Patrick Butler, social policy editor 

Food poverty now bigger public health concern than diet – expert claims

Panorama explores claims many turn to food banks due to being penalised when judged to have broken benefit conditions
  
  

Food poverty bigger concern than bad diet – claim made in BBC Panorama
Panorama has found that over a third of local authorities in England and Wales were now providing funding for food banks. Photograph: Christopher Thomond for the Guardian Photograph: Christopher Thomond/Guardian

The prevalence of poverty–stricken families who cannot afford to buy sufficient food is overtaking unhealthy eating as the most pressing public health concern, a public health specialist has claimed.

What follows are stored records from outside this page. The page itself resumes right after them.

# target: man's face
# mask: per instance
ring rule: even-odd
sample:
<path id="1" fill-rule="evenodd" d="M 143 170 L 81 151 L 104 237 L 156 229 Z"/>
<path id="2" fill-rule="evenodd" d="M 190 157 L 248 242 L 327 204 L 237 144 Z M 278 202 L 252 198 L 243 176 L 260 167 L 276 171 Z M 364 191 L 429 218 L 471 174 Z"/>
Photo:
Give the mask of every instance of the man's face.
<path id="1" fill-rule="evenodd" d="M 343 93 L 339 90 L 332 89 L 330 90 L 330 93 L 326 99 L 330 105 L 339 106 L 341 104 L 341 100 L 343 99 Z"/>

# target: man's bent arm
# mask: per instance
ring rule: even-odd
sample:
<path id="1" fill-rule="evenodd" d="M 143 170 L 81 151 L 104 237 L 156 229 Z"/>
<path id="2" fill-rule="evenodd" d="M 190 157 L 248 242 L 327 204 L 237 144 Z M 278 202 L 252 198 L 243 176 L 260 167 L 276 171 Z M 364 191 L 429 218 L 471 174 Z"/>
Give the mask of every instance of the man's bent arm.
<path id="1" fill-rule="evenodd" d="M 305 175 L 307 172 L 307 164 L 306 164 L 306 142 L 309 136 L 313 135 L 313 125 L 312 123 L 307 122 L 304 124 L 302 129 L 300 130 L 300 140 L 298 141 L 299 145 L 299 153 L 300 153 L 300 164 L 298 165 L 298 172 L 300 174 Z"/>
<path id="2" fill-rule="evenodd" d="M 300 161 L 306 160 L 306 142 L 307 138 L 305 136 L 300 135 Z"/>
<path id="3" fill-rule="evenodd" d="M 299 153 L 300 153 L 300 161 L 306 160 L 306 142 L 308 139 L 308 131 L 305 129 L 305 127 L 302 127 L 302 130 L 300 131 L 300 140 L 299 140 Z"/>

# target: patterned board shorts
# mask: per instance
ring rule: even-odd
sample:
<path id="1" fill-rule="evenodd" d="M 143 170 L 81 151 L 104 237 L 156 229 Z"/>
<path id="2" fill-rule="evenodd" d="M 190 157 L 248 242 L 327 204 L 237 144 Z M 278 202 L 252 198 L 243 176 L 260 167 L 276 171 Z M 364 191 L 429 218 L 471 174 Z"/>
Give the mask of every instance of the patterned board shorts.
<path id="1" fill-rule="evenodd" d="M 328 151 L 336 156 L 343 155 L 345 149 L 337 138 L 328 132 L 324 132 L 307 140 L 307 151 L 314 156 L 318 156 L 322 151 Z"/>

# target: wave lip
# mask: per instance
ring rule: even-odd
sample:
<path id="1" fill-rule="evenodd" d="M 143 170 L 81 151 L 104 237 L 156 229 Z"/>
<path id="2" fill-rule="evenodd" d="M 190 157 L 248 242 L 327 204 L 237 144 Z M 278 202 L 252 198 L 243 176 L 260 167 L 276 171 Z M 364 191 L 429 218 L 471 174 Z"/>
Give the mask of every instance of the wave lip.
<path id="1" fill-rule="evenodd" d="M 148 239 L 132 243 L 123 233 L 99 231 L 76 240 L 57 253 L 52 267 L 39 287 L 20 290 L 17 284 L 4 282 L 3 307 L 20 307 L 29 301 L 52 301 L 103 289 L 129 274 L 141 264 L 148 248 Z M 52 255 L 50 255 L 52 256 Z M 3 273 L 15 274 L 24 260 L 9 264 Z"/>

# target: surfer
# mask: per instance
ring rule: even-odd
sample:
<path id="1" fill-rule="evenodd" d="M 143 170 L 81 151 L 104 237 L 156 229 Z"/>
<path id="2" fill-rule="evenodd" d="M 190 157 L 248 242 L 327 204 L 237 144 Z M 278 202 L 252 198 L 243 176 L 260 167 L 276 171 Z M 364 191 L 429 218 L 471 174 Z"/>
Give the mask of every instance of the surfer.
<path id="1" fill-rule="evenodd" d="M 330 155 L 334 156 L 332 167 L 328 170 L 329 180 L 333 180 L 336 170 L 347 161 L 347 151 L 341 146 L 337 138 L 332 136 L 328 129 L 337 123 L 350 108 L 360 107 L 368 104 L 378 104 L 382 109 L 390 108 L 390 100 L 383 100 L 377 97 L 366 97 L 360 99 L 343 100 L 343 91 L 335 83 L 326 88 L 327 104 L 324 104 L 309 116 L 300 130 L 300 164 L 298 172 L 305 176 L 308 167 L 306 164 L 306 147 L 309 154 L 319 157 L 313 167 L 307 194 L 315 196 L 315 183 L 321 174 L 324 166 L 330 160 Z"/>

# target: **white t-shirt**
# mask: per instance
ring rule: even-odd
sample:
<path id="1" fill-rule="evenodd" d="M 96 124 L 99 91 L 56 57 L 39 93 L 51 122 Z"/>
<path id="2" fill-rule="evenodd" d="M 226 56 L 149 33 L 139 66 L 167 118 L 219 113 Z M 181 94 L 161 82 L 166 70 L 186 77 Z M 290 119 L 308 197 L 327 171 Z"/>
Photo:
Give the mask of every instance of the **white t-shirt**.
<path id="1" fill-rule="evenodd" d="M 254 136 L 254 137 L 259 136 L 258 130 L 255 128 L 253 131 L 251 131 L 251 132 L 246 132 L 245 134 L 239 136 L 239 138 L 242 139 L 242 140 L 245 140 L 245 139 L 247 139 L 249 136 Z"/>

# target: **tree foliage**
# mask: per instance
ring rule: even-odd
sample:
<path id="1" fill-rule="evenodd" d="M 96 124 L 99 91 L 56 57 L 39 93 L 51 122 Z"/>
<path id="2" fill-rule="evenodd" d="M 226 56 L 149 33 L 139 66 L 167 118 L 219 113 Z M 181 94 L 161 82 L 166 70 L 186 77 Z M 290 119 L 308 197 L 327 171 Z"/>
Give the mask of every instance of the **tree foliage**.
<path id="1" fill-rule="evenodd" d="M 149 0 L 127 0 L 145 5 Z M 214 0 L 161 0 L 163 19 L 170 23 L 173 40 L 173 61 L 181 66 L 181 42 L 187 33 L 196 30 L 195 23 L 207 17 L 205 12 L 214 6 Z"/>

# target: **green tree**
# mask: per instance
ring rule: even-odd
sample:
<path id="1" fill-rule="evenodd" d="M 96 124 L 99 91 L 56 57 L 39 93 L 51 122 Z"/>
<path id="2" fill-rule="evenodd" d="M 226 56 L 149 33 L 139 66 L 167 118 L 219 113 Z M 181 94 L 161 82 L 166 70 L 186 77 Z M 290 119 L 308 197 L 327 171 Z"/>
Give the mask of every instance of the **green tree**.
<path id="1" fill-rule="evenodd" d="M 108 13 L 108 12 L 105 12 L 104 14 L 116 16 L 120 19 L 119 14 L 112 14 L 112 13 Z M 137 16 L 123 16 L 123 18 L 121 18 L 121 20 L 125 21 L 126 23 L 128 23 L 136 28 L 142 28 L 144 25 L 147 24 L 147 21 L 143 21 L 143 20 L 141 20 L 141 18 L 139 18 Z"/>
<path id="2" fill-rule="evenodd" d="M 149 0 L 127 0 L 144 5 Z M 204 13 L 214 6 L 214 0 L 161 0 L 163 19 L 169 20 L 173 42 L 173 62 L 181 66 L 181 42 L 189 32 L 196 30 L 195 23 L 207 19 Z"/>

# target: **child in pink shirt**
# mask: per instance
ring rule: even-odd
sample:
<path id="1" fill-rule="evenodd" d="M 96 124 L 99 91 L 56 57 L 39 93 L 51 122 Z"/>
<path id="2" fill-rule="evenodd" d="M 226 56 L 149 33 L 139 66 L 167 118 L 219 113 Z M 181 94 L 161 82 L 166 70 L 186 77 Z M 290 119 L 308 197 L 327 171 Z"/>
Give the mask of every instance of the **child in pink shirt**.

The claim is made in a BBC Panorama documentary to be broadcast on Monday evening which found that over a third of local authorities in England and Wales were now providing funding for food banks, despite government claims that charity food is not a part of the social security system.

Julie Hirst, public health specialist at Derbyshire county council, told Panorama the authority had invested £126,000 from its public health budget in food banks.

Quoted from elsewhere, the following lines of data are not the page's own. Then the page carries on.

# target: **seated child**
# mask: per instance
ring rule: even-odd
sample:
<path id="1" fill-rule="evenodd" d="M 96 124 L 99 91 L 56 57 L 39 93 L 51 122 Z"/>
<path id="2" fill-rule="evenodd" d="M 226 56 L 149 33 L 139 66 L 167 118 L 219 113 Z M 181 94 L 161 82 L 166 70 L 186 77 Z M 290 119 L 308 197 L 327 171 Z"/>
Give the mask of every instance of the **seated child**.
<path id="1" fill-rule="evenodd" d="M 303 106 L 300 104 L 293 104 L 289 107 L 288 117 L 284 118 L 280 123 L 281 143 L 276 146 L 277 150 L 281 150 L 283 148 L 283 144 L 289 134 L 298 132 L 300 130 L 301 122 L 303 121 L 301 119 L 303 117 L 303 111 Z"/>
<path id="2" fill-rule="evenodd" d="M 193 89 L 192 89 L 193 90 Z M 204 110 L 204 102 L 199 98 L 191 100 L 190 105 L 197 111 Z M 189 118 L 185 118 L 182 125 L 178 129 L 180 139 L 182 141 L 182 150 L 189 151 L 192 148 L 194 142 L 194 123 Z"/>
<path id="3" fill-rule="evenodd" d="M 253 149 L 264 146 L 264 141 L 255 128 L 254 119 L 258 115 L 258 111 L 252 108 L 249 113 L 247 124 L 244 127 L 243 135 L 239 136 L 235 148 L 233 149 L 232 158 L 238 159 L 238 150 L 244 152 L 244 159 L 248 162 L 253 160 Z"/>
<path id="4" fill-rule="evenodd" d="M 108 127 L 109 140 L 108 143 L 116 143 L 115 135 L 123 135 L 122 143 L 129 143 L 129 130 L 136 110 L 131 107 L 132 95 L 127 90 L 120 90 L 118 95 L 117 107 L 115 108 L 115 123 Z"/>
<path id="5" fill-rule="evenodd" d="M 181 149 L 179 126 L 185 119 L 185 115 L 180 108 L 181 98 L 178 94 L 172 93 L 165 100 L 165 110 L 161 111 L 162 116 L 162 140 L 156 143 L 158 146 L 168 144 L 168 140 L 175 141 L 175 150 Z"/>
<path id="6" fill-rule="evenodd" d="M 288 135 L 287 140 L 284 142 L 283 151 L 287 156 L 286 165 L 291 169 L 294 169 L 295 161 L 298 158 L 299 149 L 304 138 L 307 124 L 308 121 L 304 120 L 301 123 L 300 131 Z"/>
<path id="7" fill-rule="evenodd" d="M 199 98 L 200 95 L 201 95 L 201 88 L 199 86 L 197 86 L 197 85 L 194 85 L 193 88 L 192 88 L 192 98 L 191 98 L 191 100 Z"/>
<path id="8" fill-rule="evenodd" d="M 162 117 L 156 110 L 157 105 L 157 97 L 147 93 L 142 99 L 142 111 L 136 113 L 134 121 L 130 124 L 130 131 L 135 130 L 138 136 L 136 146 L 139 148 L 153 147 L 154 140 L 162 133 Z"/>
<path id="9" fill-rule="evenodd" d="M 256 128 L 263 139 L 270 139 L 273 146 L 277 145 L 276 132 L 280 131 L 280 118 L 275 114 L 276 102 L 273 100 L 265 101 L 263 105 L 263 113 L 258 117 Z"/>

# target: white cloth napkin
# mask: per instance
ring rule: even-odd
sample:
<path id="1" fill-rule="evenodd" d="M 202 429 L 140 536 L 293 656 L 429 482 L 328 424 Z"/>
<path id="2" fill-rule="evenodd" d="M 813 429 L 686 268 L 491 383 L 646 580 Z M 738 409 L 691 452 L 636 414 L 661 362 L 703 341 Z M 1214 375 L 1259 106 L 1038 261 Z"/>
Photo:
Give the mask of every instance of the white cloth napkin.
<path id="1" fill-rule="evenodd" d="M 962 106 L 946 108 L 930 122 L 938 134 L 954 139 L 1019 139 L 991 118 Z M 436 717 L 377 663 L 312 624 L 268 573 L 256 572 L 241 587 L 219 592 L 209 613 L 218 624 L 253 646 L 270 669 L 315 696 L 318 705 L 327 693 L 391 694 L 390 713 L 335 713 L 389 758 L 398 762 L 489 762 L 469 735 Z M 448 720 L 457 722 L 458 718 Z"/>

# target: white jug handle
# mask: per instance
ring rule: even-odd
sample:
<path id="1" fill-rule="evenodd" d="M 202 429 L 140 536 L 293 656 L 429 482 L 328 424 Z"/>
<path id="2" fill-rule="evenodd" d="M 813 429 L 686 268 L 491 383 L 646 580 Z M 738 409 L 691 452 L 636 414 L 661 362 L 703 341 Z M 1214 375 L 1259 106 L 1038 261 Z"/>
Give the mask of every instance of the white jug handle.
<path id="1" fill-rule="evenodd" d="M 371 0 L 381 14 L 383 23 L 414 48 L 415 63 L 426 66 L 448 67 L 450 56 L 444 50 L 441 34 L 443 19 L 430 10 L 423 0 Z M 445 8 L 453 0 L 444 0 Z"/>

She said: "It's now become an issue of food poverty and some people in the country are not being able to eat at all – and if people can't eat at all, what's the point in trying to get them to eat healthily?"

Elizabeth Dowler, a professor at Warwick University and the co-author of a recent government-commissioned report on food aid provision, told the programme it was shocking so many councils were investing in food banks.

"Food banks are an inadequate plaster over a gaping wound … They do not solve the problems. And that they should be enshrined as an inadequate solution is deeply immoral."

The programme also uncovers evidence that a job centre appears to be explicitly alerting its staff to the financial savings to be made through "sanctioning" job seekers when they are judged to have broken benefit conditions.

A wall chart in a Grantham job centre explicitly sets out the cash savings available to the Department for Work and Pensions (DWP) through stopping the benefits of claimants, ranging from £227.20 a week for a four-week sanction to £3,728 for a sanction lasting one year.

The DWP told Panorama: "This was an isolated incident and does not reflect our policy on sanctions."

Charities and campaigners say record totals of DWP sanctions – 875,000 in the year to September 2013 – are a prime reason why people are forced to turn to food banks.

They complain that many sanctions are unfair and unjustifiable, and that hundreds of people are wrongly penalised every day forcing them to survive for weeks on little or no money.

The DWP insists there is no robust link between welfare reforms and the rise in food bank use.

The programme interviews a mother of two who says her family's health suffered after she was wrongly sanctioned for three months after a clerical mix up, leaving them on reduced income.

Suzanne Harkins, who lives in Paisley, Scotland, told Panorama: "It was devastating. It got to a point that there was no food in the house and any food that did come in had to feed the two children and my husband and I would go for days at a time without eating.

"I was still breastfeeding Mason at the time and I stopped producing milk because I wasn't getting enough nourishment into me to produce milk to breastfeed him."

The two councils covering the parliamentary constituency of Iain Duncan Smith, the work and pensions minister – Redbridge council and Waltham Forest council – have given over £70,000 to combat food poverty, the programme found.

The DWP said local authorities, who run local welfare assistance programmes, most of which refer vulnerable residents to emergency food charities, were best placed to fund food banks.

However, the DWP said earlier this year that it would stop its £180m funding for council local welfare schemes in 2015, a move that charities warned would trigger a rise in the number of people becoming dependent on food banks or loan sharks to survive.